Clase, they announced, will keep his job.

“We admonished Mr. Clase that in the future, if there ever is a situation where there is abuse substantiated that there could be termination involved, and he understands that,” said Bob Conley, Kosciusko County commissioner.

Clase, a 23-year animal control officer for the county, couldn’t be reached for comment.

Conley said in the last two weeks he’s heard some 80 supportive comments from people in the community. None of them, aside from the original 16 complaints, were negative.

Still, for those on hand Tuesday who alleged the abuse – or who simply love animals – the announcement disappointed.

“I really felt like we had presented a really strong case for abuse,” said Julie Smith, who wanted Clase fired.

“We had 16 eyewitness accounts, they were willing to put their name on paper, and basically I felt like they were sort of discounted,” she said.
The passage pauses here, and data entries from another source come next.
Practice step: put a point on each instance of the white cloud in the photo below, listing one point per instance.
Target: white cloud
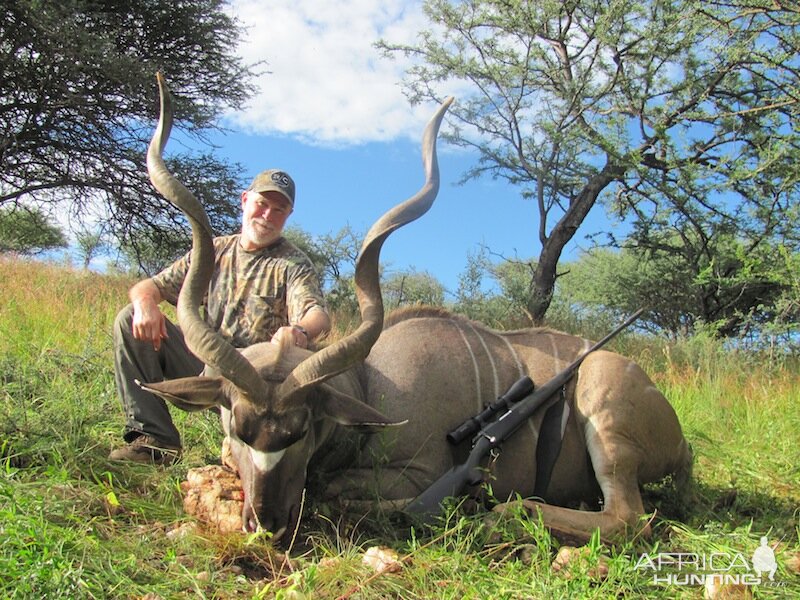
(327, 84)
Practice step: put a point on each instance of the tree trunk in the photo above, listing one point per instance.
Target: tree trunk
(544, 278)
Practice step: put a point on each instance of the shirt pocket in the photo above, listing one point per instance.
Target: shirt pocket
(263, 315)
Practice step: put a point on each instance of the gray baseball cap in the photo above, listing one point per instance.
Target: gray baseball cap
(274, 180)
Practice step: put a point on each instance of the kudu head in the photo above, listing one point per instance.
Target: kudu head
(276, 400)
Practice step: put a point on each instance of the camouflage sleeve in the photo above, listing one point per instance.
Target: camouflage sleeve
(303, 292)
(170, 280)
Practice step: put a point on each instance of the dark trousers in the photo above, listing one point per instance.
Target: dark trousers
(137, 360)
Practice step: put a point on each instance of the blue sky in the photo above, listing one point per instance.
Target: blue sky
(330, 111)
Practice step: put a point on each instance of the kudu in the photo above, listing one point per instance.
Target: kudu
(367, 415)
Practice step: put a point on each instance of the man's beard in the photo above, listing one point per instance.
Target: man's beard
(259, 231)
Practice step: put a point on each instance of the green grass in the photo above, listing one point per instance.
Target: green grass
(75, 525)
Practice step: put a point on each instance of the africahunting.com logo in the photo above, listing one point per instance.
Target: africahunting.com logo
(727, 568)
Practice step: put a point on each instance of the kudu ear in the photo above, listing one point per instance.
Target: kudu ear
(189, 393)
(348, 411)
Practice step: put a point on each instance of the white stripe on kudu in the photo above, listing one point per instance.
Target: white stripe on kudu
(266, 461)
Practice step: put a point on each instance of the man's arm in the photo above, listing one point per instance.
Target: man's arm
(314, 323)
(149, 323)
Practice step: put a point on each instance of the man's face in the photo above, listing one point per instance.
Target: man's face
(263, 218)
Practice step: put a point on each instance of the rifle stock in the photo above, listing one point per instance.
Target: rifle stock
(427, 505)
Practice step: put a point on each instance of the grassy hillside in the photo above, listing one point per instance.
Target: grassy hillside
(74, 525)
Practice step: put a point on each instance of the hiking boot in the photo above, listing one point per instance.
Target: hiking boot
(147, 450)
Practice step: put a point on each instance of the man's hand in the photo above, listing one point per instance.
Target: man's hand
(149, 324)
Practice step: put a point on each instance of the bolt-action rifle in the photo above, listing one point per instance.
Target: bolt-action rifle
(490, 436)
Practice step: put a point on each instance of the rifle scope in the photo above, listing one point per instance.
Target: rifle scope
(518, 390)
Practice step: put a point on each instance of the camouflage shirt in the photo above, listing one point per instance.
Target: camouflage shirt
(251, 294)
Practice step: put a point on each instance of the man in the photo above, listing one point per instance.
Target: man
(263, 288)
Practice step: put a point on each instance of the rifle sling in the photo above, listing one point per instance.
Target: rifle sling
(548, 446)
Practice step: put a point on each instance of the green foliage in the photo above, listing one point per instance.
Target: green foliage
(411, 287)
(680, 117)
(75, 525)
(724, 289)
(80, 104)
(28, 231)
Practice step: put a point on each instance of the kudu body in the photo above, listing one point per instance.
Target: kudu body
(289, 413)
Commissioners say they reviewed carefully each complaint. None of them could be proven with photos and others evoked different stories from different people.

"During our investigation we had people say things to us like, I do not have any specific instances, or this is unsubstantiated,” said Conley.

Mary Geyer sat and heard the news Tuesday. Geyer led a group of animal lovers last week as they discussed the allegations. She says the decision to keep Clase saddens her, but she understands the commissioners and the process they followed.

"It's very difficult to hear so many conflicting stories and find the truth,” said Geyer.

Geyer and others say they will continue to look for evidence and stories they can substantiate more fully. Meantime, they say the process has been a productive one and will benefit the animals of Kosciusko County.

"He's gonna be watched, he's gonna be known, his name is gonna be recognized,” said Julie Smith.

“There are more people that are going to be watching, that are going to be aware, and that are going to come forward,” she added.